Um tempo em que os segredos eram tidos como proteção, e o silêncio como forma de sobrevivência.
Um tempo em que as relações fora do casamento eram escondidas, em que os filhos “ilegítimos” carregavam culpas que não lhes pertenciam, e em que muitas histórias foram deixadas nas margens da memória familiar.
Tu vieste desse tempo.
E a tua ausência tornou-se presença: uma ausência tão marcada, que se transformou em silêncio herdado.
Não sei o teu nome.
Não sei o tom da tua voz, nem o traço do teu rosto.
Durante muito tempo, foste apenas um espaço em branco na árvore da família — um vácuo, uma pergunta sem resposta.
Mas hoje, reconheço-te.
Mesmo sem saber quem foste, sinto que a tua história vive em mim de alguma forma.
Talvez no mistério que sempre envolveu a tua ausência.
Talvez nos ecos de uma dor que não me pertence, mas que carrego sem perceber porquê.
Ou no nó na garganta que aparece quando me dizem “tu tens direito a saber de onde vens”.
Não te escrevo para julgar.
Não te escrevo para exigir o que não pudeste dar.
Escrevo-te para te incluir.
Para te dar um lugar no meu coração e no nosso sistema.
Porque tu estiveste aqui, ainda que ausente.

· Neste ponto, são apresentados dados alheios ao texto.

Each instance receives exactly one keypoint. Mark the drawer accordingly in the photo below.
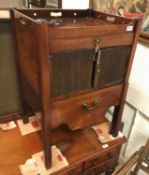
(84, 110)
(105, 166)
(101, 158)
(56, 45)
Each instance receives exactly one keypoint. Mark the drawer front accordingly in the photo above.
(101, 158)
(56, 45)
(85, 110)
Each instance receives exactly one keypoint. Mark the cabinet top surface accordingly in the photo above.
(75, 22)
(72, 18)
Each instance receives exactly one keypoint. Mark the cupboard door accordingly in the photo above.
(110, 68)
(71, 71)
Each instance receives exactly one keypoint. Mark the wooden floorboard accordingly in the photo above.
(16, 149)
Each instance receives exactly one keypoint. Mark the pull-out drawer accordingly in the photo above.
(84, 110)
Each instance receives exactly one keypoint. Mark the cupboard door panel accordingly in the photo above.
(112, 66)
(71, 71)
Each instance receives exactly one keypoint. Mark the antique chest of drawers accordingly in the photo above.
(74, 65)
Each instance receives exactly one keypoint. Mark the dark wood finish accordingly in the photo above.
(9, 97)
(69, 82)
(89, 151)
(119, 109)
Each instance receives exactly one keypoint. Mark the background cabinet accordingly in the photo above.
(9, 97)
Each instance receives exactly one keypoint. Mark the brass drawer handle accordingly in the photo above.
(109, 155)
(88, 107)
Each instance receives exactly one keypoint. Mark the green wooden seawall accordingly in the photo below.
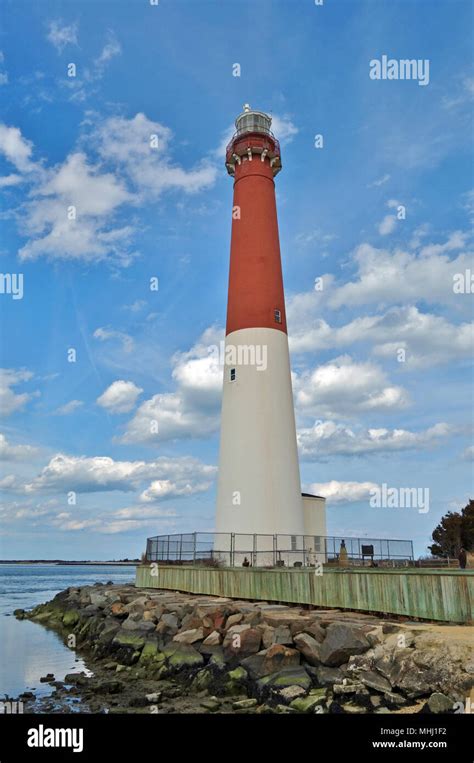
(431, 594)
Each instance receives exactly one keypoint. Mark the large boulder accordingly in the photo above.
(242, 641)
(271, 686)
(189, 637)
(374, 680)
(309, 648)
(271, 660)
(440, 703)
(181, 656)
(342, 642)
(329, 676)
(138, 625)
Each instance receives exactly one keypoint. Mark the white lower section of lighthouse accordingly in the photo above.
(259, 489)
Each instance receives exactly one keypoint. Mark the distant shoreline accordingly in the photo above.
(62, 562)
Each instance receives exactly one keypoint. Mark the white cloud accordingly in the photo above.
(120, 396)
(61, 35)
(95, 197)
(468, 454)
(85, 474)
(282, 127)
(343, 387)
(16, 148)
(72, 209)
(327, 438)
(10, 402)
(380, 181)
(160, 489)
(9, 452)
(191, 411)
(68, 408)
(343, 492)
(385, 277)
(387, 225)
(111, 49)
(149, 168)
(9, 180)
(104, 334)
(427, 339)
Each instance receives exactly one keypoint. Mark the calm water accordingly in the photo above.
(28, 650)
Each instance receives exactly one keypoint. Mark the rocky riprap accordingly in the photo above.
(160, 651)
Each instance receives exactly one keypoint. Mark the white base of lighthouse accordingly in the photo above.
(259, 488)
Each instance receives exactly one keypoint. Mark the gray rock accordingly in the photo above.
(342, 642)
(153, 698)
(290, 693)
(440, 703)
(244, 704)
(189, 637)
(393, 699)
(282, 635)
(288, 677)
(214, 639)
(329, 676)
(316, 631)
(138, 625)
(234, 619)
(170, 620)
(348, 688)
(181, 656)
(375, 681)
(309, 648)
(242, 641)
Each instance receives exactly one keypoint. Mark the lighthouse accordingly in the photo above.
(259, 490)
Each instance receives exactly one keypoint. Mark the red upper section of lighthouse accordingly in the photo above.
(256, 297)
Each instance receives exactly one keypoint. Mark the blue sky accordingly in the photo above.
(80, 431)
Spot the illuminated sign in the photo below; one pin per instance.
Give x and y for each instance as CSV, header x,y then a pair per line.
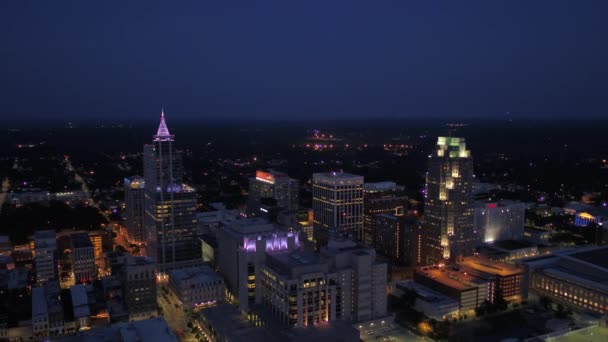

E a vida chegou até mim também por ti.
Sei que, antes de mim, vieram muitos. E que cada um fez o melhor que pôde com o que sabia.
Talvez tenhas tido os teus próprios silêncios, feridas, lutas e impossibilidades.
Talvez a tua ausência tenha sido uma escolha. Ou talvez não tenhas tido escolha alguma.
Eu não sei.
Mas hoje escolho parar de repetir esse vazio.
Escolho ver-te, mesmo sem rosto.
Honrar-te, mesmo sem história.
Libertar-me do peso que não compreendo, e libertar-te também.
Tu és parte da minha história,
mesmo que nunca tenhas estado presente na minha vida.
Com respeito,
Com amor,
Eu devolvo-te o teu destino,
E sigo com a força da vida que passou por ti e chegou até mim.